Надо было отдать должное Офире: она не особо углублялась в его творчество. Он себе пишет – ну и на здоровье! Правда, однажды она спросила Одеда, посвящает ли он и ей какие-нибудь стихи. На это он честно ответил, что нет, потому, что хочет, чтобы Офира была с ним здесь и сейчас, а не жила единственно в его стихах. В них, подчеркнул он, слишком мало позитива, тогда как Офира – это лучшее, что есть в его жизни. Девушка не обиделась. Она тоже хотела, чтобы Одед был с ней в реальности, а не в своем воображении.

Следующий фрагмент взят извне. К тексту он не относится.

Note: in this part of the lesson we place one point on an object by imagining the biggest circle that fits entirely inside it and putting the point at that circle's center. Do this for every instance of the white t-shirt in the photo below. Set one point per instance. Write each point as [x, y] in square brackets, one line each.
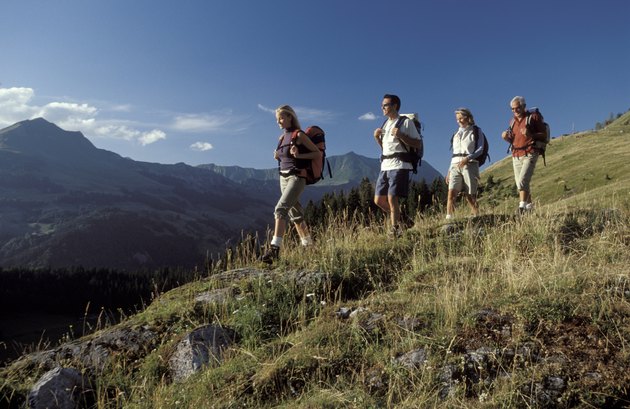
[464, 143]
[392, 145]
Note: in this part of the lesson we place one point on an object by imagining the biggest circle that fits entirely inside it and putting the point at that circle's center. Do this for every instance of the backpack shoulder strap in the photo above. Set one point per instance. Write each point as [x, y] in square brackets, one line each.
[476, 131]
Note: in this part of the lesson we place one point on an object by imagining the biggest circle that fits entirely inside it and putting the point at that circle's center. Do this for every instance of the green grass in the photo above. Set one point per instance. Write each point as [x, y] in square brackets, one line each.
[548, 293]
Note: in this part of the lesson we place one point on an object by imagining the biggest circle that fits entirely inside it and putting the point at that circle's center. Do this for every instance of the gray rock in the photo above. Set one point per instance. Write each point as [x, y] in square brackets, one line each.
[60, 388]
[202, 347]
[343, 312]
[213, 297]
[413, 359]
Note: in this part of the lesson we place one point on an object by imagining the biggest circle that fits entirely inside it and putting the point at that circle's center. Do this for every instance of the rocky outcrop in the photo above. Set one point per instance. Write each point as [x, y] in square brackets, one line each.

Тем не менее, когда вопрос о будущей профессии стал ребром, Одед оказался перед нелегким выбором. Стихов он больше не писал, и даже не ощущал в себе прежнего призвания ни к поэзии, ни к прозе. Заниматься исследованиями он не любил. Работать учителем литературы в старших классах казалось неплохим вариантом, но перед глазами у молодого человека стоял печальный пример Даны Лев. Он не питал никаких иллюзий относительно системы, в которую мог попасть. И, даже зная, что у него, в отличие от Даны, никогда не хватит душевных сил на открытую борьбу с этой системой в случае чего, он не рисковал. В то же время, ни одна из более точных профессий его не привлекала. Поэтому, для того, чтоб состояться как специалист, при этом не ломая себя, Одед остановился на чем-то среднем между литературой и остальными гуманитарными профессиями: библиотекарстве. Там же, на факультете, он узнал о назначении Даны Лев на профессорскую должность, но так с нею и не пересекся.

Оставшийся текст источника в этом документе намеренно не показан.